Auto Loader and Delta Lake simplify the process of reading raw data from cloud storage and writing to a Delta table at low cost and with minimal DevOps work. In this architecture, semi-structured CrowdStrike data is loaded to the customer’s cloud storage in the landing zone. Then Auto Loader uses cloud notification services to automatically trigger the processing and ingestion of new files into the customer’s Bronze tables, which will act as the single source of truth for all downstream jobs. Auto Loader will track processed and unprocessed files using checkpoints in order to prevent duplicate data processing.

As we move from the Bronze to the Silver stage, schema will be added to provide structure to the data. Since we are reading from a single source of truth, we are able to process all of the different event types and enforce the correct schema as they are written to their respective tables. The ability to enforce schemas at the Silver layer provides a solid foundation for building ML and analytical workloads.
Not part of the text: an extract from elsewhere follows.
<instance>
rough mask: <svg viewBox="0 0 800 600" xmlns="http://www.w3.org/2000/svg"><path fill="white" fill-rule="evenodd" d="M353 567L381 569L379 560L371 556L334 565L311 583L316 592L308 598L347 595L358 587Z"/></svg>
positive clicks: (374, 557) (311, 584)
The Gold stage, which aggregates data for faster query and performance in dashboards and BI tools, is optional, depending on the use case and data volumes. Alerts can be set to trigger when unexpected trends are observed.

Another optional feature is the Databricks Add-on for Splunk, which allows security teams to take advantage of Databricks cost-effective model and the power of AI without having to leave the comforts of Splunk. Customers can run ad hoc queries against Databricks from within a Splunk dashboard or search bar with the add-on. Users can also launch notebooks or jobs in Databricks through a Splunk dashboard or in response to a Splunk search. The Databricks integration is bidirectional, letting customers summarize noisy data or run detections in Databricks that show up in Splunk Enterprise Security. Customers can even run Splunk searches from within a Databricks notebook to prevent the need to duplicate data.

The Splunk and Databricks integration allows customers to reduce costs, expand the data sources they analyze and provide the results of a more robust analytics engine, all without changing the tools used by their staff day-to-day.